ONEHUB_DB_ENDOINT=postgres://postgres:docker@postgres:5432/onehubdb

PGADMIN_LISTEN_PORT=5480
PGADMIN_DEFAULT_EMAIL=admin@onehub.com
PGADMIN_DEFAULT_PASSWORD=password

Now you can simply visit the pgAdmin web console on your browser. Use the email and password specified in the .env file and off you go! To connect to the Postgres instance running in the Docker environment, simply create a connection to postgres (NOTE: container local DNS names within the Docker environment are the service names themselves).

On the left-side Object Explorer panel, (right) click on Servers >> Register >> Server... and give a name to your server ("postgres").

In the Connection tab, use the hostname "postgres" and set the names of the database, username, and password as set in the .env file for the POSTGRES_DB, POSTGRES_USER, and POSTGRES_PASSWORD variables respectively.

Click Save, and off you go!

Introducing Object Relational Mappers (ORMs)

Before we start updating our service code to access the database, you may be wondering why the gRPC service itself is not packaged in our docker-compose.yml file. Without this, we would still have to start our service from the command line (or a debugger). This will be detailed in a future post.

In a typical database, initialization (after the user and DB setup) would entail creating and running SQL scripts to create tables, checking for new versions, and so on. One example of a table creation statement (that can be executed via psql or pgadmin) is:

CREATE TABLE topics (
  id          STRING NOT NULL PRIMARY KEY,
  created_at  DATETIME DEFAULT CURRENT_TIMESTAMP,
  updated_at  DATETIME DEFAULT CURRENT_TIMESTAMP,
  name        STRING NOT NULL,
  users       TEXT[],
);

Similarly, an insertion would also have been manual construction of SQL statements, e.g.:

INSERT INTO topics
        ( id, name )
        VALUES ( "1", "Taylor Swift" );

... followed by a verification of the saved results:

select * from topics ;

This can get pretty tedious (and error-prone with vulnerability to SQL injection attacks). SQL expertise is highly valuable but seldom feasible - especially being fluent with the different standards, different vendors, etc. Even though Postgres does a great job in being as standards-compliant as possible - for developers - some ease of use with databases is highly desirable.

Here ORM libraries are indispensable, especially for developers not dealing with SQL on a regular basis (e.g., yours truly). ORM (Object Relational Mappers) provide an object-like interface to a relational database. This simplifies access to data in our tables (i.e., rows) as application-level classes (Data Access Objects). Table creations and migrations can also be managed by ORM libraries. Behind the scenes, ORM libraries are generating and executing SQL queries on the underlying databases they accessing.

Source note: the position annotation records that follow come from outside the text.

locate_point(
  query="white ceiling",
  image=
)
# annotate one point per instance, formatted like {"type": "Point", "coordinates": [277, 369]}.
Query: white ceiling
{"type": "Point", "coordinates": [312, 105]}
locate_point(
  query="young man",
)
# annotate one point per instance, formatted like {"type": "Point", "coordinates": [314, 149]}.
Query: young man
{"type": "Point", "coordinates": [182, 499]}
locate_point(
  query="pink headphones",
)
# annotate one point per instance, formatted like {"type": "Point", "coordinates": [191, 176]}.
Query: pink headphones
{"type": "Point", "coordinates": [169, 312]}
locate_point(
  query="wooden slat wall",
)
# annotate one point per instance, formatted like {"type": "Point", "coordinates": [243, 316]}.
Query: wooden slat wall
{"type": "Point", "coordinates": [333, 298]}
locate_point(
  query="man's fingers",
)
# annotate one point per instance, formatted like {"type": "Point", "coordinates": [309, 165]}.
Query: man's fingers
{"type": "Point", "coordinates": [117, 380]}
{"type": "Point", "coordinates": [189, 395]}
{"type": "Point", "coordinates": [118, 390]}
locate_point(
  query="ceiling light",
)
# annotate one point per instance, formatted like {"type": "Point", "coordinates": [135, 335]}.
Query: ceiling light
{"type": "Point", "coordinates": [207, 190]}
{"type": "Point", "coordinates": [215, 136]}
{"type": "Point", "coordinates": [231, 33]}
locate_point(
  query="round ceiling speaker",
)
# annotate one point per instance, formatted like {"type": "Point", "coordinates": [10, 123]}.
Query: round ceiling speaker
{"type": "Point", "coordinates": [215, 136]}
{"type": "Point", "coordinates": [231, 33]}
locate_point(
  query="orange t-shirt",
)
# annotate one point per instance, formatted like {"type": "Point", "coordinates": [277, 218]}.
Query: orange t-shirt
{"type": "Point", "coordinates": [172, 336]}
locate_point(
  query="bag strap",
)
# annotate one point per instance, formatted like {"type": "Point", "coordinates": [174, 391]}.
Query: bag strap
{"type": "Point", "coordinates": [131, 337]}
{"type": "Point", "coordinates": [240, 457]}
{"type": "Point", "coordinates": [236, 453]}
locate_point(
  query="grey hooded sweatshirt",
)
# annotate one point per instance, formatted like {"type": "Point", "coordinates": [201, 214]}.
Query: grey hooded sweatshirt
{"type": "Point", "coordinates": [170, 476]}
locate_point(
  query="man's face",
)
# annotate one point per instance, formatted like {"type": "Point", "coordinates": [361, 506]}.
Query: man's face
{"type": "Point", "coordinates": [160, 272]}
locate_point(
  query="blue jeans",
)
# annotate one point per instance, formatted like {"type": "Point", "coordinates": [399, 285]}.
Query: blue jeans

There are downsides to using an ORM:

ORMs still incur a learning cost for developers during adoption. Interface design choices can play a role in impacting developer productivity.
ORMs can be thought of as a schema compiler. The underlying SQL generated by them may not be straightforward or efficient. This results in ORM access to a database being slower than raw SQL, especially for complex queries. However, for complex queries or complex data pattern accesses, other scalability techniques may need to be applied (e.g., sharding, denormalization, etc.).
The queries generated by ORMs may not be clear or straightforward, resulting in increased debugging times on slow or complex queries.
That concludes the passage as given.